Lawrence Martin (The Globe and Mail) on the rise of vulgarity while wit is in decline: As politics has increasingly become an insult-hurling enterprise, humour has become a lost art. Too bad, because as Mr. Udall points out, humour can work wonders for the image of politicians, humanizing them, connecting them, defusing criticism. If progressives tried poking fun at themselves once in a while, they might deflate accusations of being such woke-soaked elitists. A little self-mockery would surely help Justin Trudeau.”

Gary Mason (The Globe and Mail) on how Jason Kenney is far from a dead Premier walking: While I acknowledge this is a minority view, I believe Jason Kenney has the chance to author a stunning political resurrection.

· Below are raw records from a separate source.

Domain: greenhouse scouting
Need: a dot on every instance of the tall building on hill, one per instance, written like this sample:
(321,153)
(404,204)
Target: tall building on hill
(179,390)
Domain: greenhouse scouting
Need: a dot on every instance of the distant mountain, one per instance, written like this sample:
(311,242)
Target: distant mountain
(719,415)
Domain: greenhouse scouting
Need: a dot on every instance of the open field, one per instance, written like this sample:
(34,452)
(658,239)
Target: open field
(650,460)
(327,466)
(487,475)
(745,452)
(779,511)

There next election in the province isn’t until the spring of 2023 – and a lot can happen between now and then. In some respects, lots already is. It can be found in the Premier’s enthusiastic tweets heralding positive economic news – rosy forecasts being received in the province like nectar from the gods.”

Shachi Kurl (The Ottawa Citizen) on how political debates over inflation are meeting grim reality for many Canadians: “Politicians may square off over how we got here (Too much money in the market! Not enough action on housing affordability!). But they would do well to remember that where economic forecasts meet housing foreclosures, it is real people, with real aspirations and dreams, who stand to lose much more than political bragging points over who was right.”

André Pratte (The Montreal Gazette) on whether the Quebec Liberal Party should remain faithful to its values: “Members of the Quebec Liberal Party are meeting this weekend in Quebec City. With their party standing way below the Coalition Avenir Québec in the polls, and their support among francophone voters barely reaching the 10-per-cent level, the Liberals have a choice: either they reaffirm their long-held values and principles, or they take a nationalist turn, as several commentators have suggested is necessary. I am not a member of the party, but I will attend the convention as an observer. I will be curious to see whether the party’s leader, Dominique Anglade, and the assembled members will uphold the historic liberal ideas that have been at the heart of the party’s purpose and action for more than 150 years.